Source: European Banking Authority (EBA)
EU banks’ solvency ratios have increased, despite rising risk weighted assets (RWA) during the last two quarters. Since June 2017, CET1 ratios have increased from 14.3% to 14.5% on a transitional and from 14.0% to 14.3% on a fully loaded basis. The composition of capital keeps moving towards a greater reliance on retained earnings and other reserves.
Asset quality has further improved. The average NPL ratio of EU banks has decreased from 4.4% in June 2017 to 3.6% in June 2018. It has reached its lowest level since the NPL definition was harmonised across the EU in 2014, when it stood at 6.5%. NPL sales have contributed significantly to these reductions. However, vulnerabilities from downside risks to economic growth, revival of protectionism and elevated political risk remain high, which might jeopardise banks’ efforts to reduce legacy assets.
Profitability has virtually not changed since last year with an average return on equity (RoE) at 7.2% as of June 2018. EU banks’ net interest income has continued its declining trend in recent quarters, despite growing lending volumes, tightening the net interest margin further. Profitability has however benefited from the reduction of impairments and the increase of net fee and commission income. High costs and low efficiency represent a major driver of the poor performance of the EU banking sector. Costs dynamics are affected by elevated IT related expenses.
Despite increasing stable customer deposit funding, banks are facing key challenges on the liability side. Replacing financing from central banks will be a key driver for banks’ funding plans. Another driver are issuance needs of instruments for meeting the minimum requirement for own funds and eligible liabilities (MREL). In developing and exercising their funding strategies banks should also be aware of the resurgence of market volatility and a potential upcoming interest rate increase.
Operational risks in EU banks have again been on the rise.

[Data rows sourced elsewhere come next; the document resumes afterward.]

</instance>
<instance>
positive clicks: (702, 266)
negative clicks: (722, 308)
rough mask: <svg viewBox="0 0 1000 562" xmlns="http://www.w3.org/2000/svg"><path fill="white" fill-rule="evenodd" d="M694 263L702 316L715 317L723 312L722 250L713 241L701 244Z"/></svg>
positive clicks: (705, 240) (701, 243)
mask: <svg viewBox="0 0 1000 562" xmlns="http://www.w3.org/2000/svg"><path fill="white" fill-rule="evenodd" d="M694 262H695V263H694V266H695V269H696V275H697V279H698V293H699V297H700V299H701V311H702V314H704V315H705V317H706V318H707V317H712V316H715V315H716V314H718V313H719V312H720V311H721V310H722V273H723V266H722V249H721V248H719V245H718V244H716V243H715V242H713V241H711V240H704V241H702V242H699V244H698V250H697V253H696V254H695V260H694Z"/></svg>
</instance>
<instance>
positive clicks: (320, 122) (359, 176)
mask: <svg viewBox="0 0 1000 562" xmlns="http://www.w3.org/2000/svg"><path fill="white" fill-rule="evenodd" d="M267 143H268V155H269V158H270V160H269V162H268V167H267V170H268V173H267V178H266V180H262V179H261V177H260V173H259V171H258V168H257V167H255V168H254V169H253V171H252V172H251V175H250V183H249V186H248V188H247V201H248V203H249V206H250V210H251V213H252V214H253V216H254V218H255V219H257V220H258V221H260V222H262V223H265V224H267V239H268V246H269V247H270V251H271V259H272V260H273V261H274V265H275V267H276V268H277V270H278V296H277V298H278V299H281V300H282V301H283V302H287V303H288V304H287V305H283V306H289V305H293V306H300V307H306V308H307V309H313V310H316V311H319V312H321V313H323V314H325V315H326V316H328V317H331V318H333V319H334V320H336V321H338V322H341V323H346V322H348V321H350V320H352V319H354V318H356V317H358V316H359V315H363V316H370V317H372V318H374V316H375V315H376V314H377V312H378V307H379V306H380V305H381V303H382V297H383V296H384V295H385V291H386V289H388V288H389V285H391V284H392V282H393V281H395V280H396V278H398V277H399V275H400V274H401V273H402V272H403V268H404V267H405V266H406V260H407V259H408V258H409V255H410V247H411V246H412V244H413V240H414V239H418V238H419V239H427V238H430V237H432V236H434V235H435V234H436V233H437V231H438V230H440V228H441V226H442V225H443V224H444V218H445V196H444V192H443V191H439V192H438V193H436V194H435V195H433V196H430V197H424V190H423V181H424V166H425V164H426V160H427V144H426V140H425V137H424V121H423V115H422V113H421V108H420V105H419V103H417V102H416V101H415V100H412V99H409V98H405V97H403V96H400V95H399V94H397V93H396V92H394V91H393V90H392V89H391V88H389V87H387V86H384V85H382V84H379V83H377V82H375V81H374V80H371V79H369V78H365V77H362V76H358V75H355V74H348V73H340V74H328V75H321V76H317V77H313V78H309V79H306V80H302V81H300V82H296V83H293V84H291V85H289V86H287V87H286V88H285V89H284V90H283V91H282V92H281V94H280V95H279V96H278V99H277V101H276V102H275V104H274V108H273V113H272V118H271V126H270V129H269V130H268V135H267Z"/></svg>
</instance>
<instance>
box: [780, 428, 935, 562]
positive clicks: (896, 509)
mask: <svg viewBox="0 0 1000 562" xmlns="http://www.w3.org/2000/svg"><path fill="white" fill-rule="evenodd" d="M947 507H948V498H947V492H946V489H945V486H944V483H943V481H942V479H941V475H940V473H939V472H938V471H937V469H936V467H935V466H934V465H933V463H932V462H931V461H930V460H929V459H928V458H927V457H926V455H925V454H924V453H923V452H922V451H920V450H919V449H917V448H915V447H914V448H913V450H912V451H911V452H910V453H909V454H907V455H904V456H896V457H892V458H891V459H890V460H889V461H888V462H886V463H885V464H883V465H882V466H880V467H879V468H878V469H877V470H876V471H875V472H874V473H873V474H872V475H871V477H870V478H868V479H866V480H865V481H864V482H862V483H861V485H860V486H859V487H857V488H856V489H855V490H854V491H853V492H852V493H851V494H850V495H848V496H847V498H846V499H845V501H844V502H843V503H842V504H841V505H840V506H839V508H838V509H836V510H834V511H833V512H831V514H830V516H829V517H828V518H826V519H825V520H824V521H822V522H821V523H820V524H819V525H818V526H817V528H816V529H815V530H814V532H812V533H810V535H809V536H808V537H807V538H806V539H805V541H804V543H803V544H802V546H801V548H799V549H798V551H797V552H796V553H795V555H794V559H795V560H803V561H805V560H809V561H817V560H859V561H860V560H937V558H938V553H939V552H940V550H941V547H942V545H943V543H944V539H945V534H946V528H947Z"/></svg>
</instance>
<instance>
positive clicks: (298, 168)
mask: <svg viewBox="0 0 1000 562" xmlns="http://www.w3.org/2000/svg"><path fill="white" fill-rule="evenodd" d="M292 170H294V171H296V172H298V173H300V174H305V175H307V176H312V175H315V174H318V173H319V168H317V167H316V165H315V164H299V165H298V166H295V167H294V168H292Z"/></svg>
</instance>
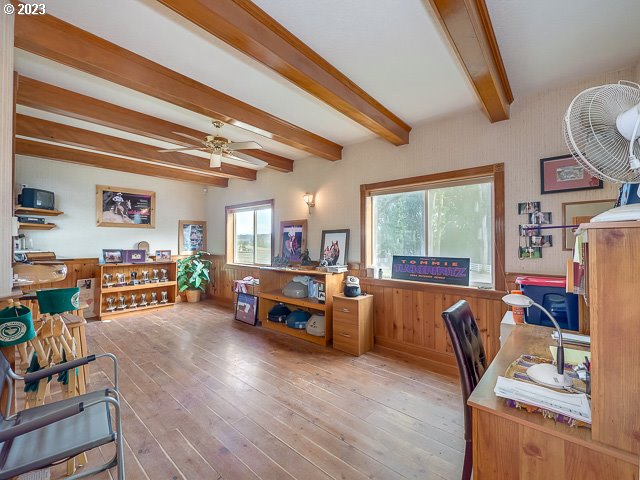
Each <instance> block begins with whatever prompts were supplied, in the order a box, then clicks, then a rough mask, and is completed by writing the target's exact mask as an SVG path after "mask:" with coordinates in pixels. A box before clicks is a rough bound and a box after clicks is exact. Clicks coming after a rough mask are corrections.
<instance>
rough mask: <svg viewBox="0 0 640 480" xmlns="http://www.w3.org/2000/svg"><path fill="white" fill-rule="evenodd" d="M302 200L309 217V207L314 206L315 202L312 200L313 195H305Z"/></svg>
mask: <svg viewBox="0 0 640 480" xmlns="http://www.w3.org/2000/svg"><path fill="white" fill-rule="evenodd" d="M302 198H303V199H304V203H306V204H307V207H309V215H311V207H315V206H316V202H315V201H314V200H313V193H305V194H304V196H303V197H302Z"/></svg>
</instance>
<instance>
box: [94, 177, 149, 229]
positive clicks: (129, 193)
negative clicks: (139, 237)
mask: <svg viewBox="0 0 640 480" xmlns="http://www.w3.org/2000/svg"><path fill="white" fill-rule="evenodd" d="M96 224H97V226H98V227H130V228H156V192H151V191H149V190H138V189H135V188H119V187H109V186H107V185H96Z"/></svg>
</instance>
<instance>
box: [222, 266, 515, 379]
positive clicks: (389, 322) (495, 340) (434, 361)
mask: <svg viewBox="0 0 640 480" xmlns="http://www.w3.org/2000/svg"><path fill="white" fill-rule="evenodd" d="M249 275H250V276H252V277H254V278H259V277H260V269H259V268H256V267H240V266H235V265H226V264H225V260H224V255H215V256H213V258H212V278H213V281H214V285H213V292H212V294H213V297H214V298H215V299H216V300H218V301H221V302H223V303H225V304H227V305H230V304H231V303H232V302H233V301H234V295H233V282H234V280H240V279H242V278H244V277H246V276H249ZM360 284H361V286H362V289H363V291H365V292H367V293H369V294H371V295H373V328H374V336H375V344H376V345H379V346H383V347H386V348H389V349H392V350H396V351H399V352H403V353H408V354H411V355H415V356H419V357H422V358H425V359H427V360H429V361H430V362H431V365H432V366H433V368H434V369H439V370H441V371H443V372H445V373H447V374H450V375H457V367H456V360H455V357H454V355H453V350H452V349H451V341H450V340H449V337H448V335H447V332H446V329H445V328H444V325H443V323H442V317H441V313H442V311H443V310H445V309H446V308H448V307H450V306H451V305H453V304H454V303H455V302H457V301H458V300H461V299H465V300H467V301H468V302H469V303H470V304H471V306H472V308H473V312H474V314H475V315H476V320H477V322H478V327H479V328H480V331H481V335H482V341H483V343H484V346H485V349H486V351H487V355H488V357H489V359H490V360H491V359H492V358H493V357H494V356H495V354H496V353H497V351H498V350H499V348H500V321H501V320H502V316H503V315H504V312H506V309H507V307H506V306H505V305H504V303H502V301H501V300H500V299H501V297H502V295H503V293H502V292H494V291H486V290H475V289H471V288H457V287H447V286H444V285H429V284H420V283H417V282H401V281H395V280H376V279H371V278H362V279H361V281H360Z"/></svg>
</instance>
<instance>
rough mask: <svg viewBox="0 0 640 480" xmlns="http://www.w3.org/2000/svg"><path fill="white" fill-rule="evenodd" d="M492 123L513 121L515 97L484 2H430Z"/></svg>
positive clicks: (482, 0)
mask: <svg viewBox="0 0 640 480" xmlns="http://www.w3.org/2000/svg"><path fill="white" fill-rule="evenodd" d="M429 3H430V4H431V7H432V8H433V11H434V16H435V17H436V20H437V21H438V22H439V23H440V26H441V27H442V29H443V31H444V33H445V35H446V37H447V38H448V40H449V43H450V44H451V47H452V49H453V50H454V52H455V54H456V56H457V58H458V62H459V64H460V66H461V67H462V69H463V70H464V72H465V73H466V75H467V78H468V80H469V82H470V83H471V86H472V87H473V89H474V91H475V93H476V96H477V97H478V100H479V102H480V104H481V106H482V108H483V110H484V111H485V113H486V114H487V116H488V117H489V120H491V122H499V121H501V120H506V119H508V118H509V105H510V104H511V102H513V94H512V93H511V87H510V86H509V79H508V78H507V72H506V70H505V68H504V64H503V63H502V57H501V55H500V49H499V48H498V43H497V42H496V38H495V34H494V32H493V26H492V25H491V19H490V17H489V12H488V11H487V6H486V4H485V1H484V0H476V1H467V0H429Z"/></svg>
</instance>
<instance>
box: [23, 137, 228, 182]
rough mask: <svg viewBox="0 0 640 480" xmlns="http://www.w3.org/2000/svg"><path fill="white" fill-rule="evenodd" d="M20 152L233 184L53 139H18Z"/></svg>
mask: <svg viewBox="0 0 640 480" xmlns="http://www.w3.org/2000/svg"><path fill="white" fill-rule="evenodd" d="M16 154H17V155H27V156H30V157H37V158H48V159H52V160H60V161H62V162H68V163H77V164H79V165H88V166H90V167H98V168H106V169H108V170H117V171H119V172H127V173H137V174H139V175H147V176H151V177H158V178H168V179H171V180H182V181H185V182H193V183H200V184H203V185H209V186H214V187H226V186H227V185H228V184H229V179H227V178H223V177H216V176H212V175H201V174H198V173H195V172H190V171H187V170H179V169H176V168H170V167H164V166H162V165H153V164H150V163H144V162H136V161H134V160H129V159H125V158H120V157H113V156H111V155H103V154H101V153H95V152H87V151H85V150H78V149H75V148H69V147H63V146H61V145H53V144H50V143H42V142H37V141H34V140H26V139H23V138H17V139H16Z"/></svg>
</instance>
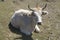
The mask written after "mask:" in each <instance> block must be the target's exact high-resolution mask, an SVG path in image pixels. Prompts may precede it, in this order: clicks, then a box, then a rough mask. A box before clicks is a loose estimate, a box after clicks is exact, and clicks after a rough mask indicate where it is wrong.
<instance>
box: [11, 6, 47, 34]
mask: <svg viewBox="0 0 60 40" xmlns="http://www.w3.org/2000/svg"><path fill="white" fill-rule="evenodd" d="M46 6H47V5H45V6H44V7H43V8H40V7H39V6H36V7H35V8H30V6H29V5H28V8H29V10H25V9H20V10H17V11H15V13H14V14H13V16H12V18H11V25H13V26H14V27H15V28H20V30H21V32H22V33H24V34H26V35H30V34H32V32H33V31H35V30H36V31H37V32H40V29H39V27H38V25H37V24H41V22H42V17H41V15H45V14H47V13H48V12H47V11H43V10H44V9H45V8H46Z"/></svg>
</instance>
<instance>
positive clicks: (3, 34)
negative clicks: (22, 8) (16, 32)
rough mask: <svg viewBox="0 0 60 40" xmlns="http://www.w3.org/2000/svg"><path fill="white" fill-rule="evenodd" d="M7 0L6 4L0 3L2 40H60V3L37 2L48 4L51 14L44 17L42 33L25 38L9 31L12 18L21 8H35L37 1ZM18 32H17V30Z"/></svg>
mask: <svg viewBox="0 0 60 40" xmlns="http://www.w3.org/2000/svg"><path fill="white" fill-rule="evenodd" d="M13 1H14V0H6V1H5V2H1V1H0V40H14V39H15V38H18V39H16V40H32V39H33V40H37V39H38V40H60V3H59V2H43V1H39V0H38V1H37V2H39V3H40V4H41V6H43V4H44V3H48V6H47V8H46V10H47V11H48V12H49V14H48V15H47V16H43V23H42V25H41V26H39V27H40V29H41V32H40V33H33V35H32V37H25V36H23V35H21V34H20V35H19V34H16V33H13V32H11V31H10V30H9V26H8V24H9V22H10V18H11V16H12V15H13V13H14V11H15V10H18V9H20V8H24V9H28V8H27V4H30V5H31V7H34V6H35V4H36V3H37V2H36V0H35V1H34V0H33V1H31V0H26V1H25V0H23V1H16V0H15V1H16V3H13ZM15 31H16V30H15Z"/></svg>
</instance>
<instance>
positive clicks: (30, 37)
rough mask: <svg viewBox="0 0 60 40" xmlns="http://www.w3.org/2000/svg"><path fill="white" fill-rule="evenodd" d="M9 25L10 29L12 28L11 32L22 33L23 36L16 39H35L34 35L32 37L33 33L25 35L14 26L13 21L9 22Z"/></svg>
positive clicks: (16, 33) (21, 34)
mask: <svg viewBox="0 0 60 40" xmlns="http://www.w3.org/2000/svg"><path fill="white" fill-rule="evenodd" d="M8 26H9V29H10V31H11V32H13V33H16V34H19V35H22V37H18V38H14V40H18V39H22V40H33V39H32V37H31V36H32V35H29V36H27V35H25V34H24V33H22V32H21V31H20V30H19V29H17V28H14V27H13V26H12V25H11V23H9V25H8Z"/></svg>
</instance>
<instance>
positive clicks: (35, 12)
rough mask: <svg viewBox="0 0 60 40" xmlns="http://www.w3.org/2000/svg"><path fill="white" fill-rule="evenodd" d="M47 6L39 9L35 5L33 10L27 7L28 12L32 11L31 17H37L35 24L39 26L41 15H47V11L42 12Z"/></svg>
mask: <svg viewBox="0 0 60 40" xmlns="http://www.w3.org/2000/svg"><path fill="white" fill-rule="evenodd" d="M46 6H47V4H45V6H44V7H42V8H40V7H39V5H38V4H37V5H36V7H35V8H30V6H29V5H28V8H29V10H31V11H32V15H35V16H36V17H37V24H39V25H41V23H42V16H41V15H46V14H48V12H47V11H44V9H45V8H46Z"/></svg>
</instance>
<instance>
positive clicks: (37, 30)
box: [34, 25, 40, 33]
mask: <svg viewBox="0 0 60 40" xmlns="http://www.w3.org/2000/svg"><path fill="white" fill-rule="evenodd" d="M34 32H36V33H39V32H40V29H39V27H38V25H36V26H35V31H34Z"/></svg>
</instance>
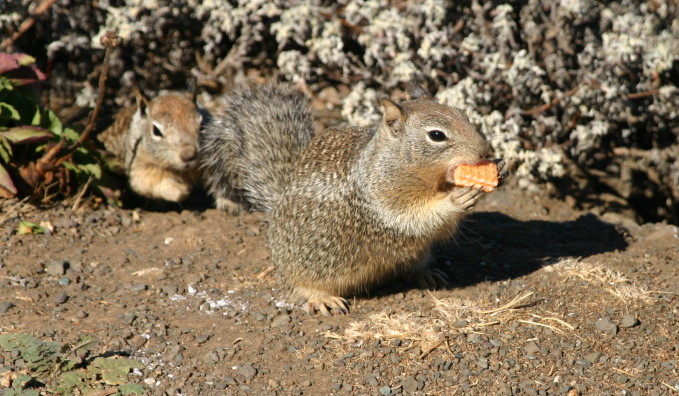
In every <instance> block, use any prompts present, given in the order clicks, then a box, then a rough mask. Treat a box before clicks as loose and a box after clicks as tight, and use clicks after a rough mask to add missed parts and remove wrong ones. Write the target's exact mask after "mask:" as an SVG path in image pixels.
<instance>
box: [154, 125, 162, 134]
mask: <svg viewBox="0 0 679 396" xmlns="http://www.w3.org/2000/svg"><path fill="white" fill-rule="evenodd" d="M153 136H158V137H163V133H162V132H161V131H160V128H158V127H157V126H155V125H154V126H153Z"/></svg>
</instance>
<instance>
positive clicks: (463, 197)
mask: <svg viewBox="0 0 679 396" xmlns="http://www.w3.org/2000/svg"><path fill="white" fill-rule="evenodd" d="M481 193H482V191H481V190H478V189H476V188H472V187H462V188H456V189H454V190H453V192H452V193H451V195H452V198H453V201H454V202H455V203H456V204H457V206H459V207H460V209H462V210H469V209H471V208H472V207H473V206H474V205H475V204H476V201H478V200H479V198H481Z"/></svg>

ICT-related risks are currently one of the main challenges for EU banks, with cyber risks and data security being the main drivers. At the same time, conduct and legal risks, including breach of anti-money laundering regulations, have been on the rise in 2018.
Looking forward, risks to the global economy are increasing with growing geopolitical tensions, coupled with uncertainties surrounding financial and economic conditions in emerging markets economies. Banks need to be prepared for adverse scenarios, which might impact funding, asset quality and profitability.